A STRIKING new campaign launched by Women For Independence (WFI) is gaining attention across the Yes movement, not least because it deals with a cause dear to Scottish hearts.

WFI are currently preparing a “Womanifesto for Scotland” and The National is highlighting the latest section on food and food policy.

WFI state: “Food is at the heart of so many issues for women in Scotland. For this reason, and in response to input from women all over Scotland, Women for Independence has identified food and food policy as one of the four pillars of our developing womanifesto.

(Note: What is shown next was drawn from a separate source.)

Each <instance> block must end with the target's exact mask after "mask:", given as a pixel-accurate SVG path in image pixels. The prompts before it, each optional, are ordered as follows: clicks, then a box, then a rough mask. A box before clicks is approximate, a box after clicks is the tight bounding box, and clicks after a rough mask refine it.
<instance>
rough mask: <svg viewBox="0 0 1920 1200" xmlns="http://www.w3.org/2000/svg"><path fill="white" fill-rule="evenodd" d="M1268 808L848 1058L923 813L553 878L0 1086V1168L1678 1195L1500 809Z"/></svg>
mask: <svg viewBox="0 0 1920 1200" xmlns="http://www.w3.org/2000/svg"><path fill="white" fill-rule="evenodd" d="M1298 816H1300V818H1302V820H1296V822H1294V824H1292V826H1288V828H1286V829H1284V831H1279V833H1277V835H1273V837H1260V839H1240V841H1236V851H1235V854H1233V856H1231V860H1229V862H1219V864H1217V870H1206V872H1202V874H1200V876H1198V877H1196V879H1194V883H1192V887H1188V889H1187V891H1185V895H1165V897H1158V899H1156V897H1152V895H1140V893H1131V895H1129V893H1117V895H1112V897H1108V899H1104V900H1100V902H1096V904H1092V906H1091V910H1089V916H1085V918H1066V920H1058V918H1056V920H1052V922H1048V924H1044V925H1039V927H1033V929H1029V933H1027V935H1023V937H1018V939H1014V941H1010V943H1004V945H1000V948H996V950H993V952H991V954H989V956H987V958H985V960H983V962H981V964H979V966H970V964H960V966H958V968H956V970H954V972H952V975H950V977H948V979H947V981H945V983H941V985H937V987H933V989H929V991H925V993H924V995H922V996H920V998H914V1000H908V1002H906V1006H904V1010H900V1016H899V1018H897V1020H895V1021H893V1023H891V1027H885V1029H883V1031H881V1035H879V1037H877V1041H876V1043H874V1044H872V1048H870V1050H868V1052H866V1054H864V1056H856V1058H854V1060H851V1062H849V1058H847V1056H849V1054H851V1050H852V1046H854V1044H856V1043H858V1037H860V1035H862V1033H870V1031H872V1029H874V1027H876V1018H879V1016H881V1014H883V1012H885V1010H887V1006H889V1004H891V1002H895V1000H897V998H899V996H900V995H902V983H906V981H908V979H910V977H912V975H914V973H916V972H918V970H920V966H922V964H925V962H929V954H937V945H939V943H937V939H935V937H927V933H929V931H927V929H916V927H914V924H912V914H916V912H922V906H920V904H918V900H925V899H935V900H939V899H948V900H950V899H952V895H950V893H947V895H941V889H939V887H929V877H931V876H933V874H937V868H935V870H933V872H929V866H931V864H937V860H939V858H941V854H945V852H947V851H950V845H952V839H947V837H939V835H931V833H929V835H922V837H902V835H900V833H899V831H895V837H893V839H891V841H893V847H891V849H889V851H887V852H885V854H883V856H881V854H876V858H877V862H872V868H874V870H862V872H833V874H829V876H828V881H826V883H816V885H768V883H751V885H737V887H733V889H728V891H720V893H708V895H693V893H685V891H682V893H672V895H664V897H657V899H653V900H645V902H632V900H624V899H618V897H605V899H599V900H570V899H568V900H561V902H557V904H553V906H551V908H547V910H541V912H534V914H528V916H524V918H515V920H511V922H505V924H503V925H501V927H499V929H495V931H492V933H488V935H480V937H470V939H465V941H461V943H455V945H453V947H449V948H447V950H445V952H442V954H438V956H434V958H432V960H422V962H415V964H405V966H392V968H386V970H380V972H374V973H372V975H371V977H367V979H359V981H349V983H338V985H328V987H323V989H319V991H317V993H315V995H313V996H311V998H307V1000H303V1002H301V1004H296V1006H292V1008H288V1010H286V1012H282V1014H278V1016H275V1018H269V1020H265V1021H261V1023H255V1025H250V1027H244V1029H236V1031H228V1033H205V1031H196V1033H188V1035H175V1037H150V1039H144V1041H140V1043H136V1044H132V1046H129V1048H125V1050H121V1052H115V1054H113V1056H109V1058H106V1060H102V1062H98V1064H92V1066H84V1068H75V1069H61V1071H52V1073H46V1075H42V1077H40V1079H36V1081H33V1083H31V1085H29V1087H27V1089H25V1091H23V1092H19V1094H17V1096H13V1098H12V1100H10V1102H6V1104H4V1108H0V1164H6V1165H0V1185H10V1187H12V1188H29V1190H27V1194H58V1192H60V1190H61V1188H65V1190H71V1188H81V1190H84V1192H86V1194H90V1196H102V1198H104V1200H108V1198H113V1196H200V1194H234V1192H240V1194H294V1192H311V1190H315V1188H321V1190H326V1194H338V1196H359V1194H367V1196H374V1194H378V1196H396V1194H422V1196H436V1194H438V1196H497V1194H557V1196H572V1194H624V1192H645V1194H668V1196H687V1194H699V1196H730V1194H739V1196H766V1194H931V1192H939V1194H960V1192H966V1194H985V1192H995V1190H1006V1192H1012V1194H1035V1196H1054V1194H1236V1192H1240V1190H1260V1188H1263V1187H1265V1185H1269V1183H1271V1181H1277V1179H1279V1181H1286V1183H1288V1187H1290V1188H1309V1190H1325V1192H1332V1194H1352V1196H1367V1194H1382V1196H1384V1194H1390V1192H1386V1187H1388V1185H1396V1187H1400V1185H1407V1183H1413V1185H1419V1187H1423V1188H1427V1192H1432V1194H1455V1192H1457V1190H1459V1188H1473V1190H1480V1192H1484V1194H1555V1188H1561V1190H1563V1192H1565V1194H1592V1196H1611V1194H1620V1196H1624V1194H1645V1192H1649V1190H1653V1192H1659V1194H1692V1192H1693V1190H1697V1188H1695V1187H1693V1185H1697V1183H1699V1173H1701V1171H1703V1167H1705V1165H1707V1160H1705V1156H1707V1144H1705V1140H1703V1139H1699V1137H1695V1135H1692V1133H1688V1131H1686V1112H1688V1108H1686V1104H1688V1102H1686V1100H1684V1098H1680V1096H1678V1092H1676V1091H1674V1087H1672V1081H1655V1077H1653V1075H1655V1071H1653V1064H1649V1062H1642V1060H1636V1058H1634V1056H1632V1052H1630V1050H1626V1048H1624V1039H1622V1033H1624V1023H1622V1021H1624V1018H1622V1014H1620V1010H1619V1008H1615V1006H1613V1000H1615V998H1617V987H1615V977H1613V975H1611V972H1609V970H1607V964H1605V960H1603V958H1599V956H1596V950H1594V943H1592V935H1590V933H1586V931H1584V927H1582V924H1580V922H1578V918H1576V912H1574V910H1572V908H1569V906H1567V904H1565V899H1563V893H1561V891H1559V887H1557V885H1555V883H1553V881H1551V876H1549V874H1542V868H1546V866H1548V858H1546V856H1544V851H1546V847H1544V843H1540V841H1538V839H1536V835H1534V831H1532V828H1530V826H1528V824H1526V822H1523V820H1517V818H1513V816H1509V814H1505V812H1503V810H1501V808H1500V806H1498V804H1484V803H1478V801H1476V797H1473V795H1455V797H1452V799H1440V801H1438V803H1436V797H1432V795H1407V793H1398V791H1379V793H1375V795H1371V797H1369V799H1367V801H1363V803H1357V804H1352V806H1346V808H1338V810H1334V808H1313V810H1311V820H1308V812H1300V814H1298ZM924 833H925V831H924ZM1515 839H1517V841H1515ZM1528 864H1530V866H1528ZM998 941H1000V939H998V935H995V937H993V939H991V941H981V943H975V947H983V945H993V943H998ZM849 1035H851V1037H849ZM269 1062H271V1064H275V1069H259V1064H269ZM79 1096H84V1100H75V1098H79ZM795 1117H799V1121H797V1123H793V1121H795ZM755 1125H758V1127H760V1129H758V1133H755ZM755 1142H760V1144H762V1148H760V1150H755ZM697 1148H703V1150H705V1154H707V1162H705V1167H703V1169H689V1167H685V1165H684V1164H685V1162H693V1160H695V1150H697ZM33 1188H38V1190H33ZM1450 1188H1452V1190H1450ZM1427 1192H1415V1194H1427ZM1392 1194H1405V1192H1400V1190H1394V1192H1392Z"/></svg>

“Our focus on food emerged from National Council meetings held all over Scotland. We invited women – members and non-members – to tell us about what matters to them, to their families and communities, and to independence for women. This reflects our commitment to listen first, to talk about what matters to women, and to do politics differently.”

WFI says food policy “should be framed as a human right.”

People should get enough food to eat, and the option to grow our own food, in urban as well as rural areas. WFI stated: “We need to break the hideous reliance on foodbanks that Austerity Britain has created for so many, especially women and children.

“In wide-ranging discussions and interactive meetings, the following outcomes were prioritised in no particular order: “Everyone can afford to give their children nutritious and tasty food (and for healthy and nutritious food to be affordable). All workers in food, from farmers to waitresses, earn the living wage. Our public kitchen uses local food and cooks from fresh.

“Food and drink companies have to pay fair trade prices for home-grown produce. Everyone who wants to grow some of her own food can get access to some land to do this. We produce more of what we eat and eat more of what we produce.

“We are restoring soil health and increasing soil carbon and there are more trees on farms, locking up carbon and providing shade and shelter for livestock and we have halved our use of antibiotics in livestock and pesticides in our food.

“When land changes hands, the would-be owners have to show how they will manage the land for public good. All children are educated about food citizenship and about how their food choices affect both the soil, their bodies and the planet. Our cattle, sheep, pigs and poultry are treated kindly and humanely.”

WFI concluded: “Above all, Scotland’s women must be able to provide nutritious and tasty food for ourselves and our families. Yes this food must be affordable, but not at the expense of farmers but through measures on supply, production availability, and universal incomes.”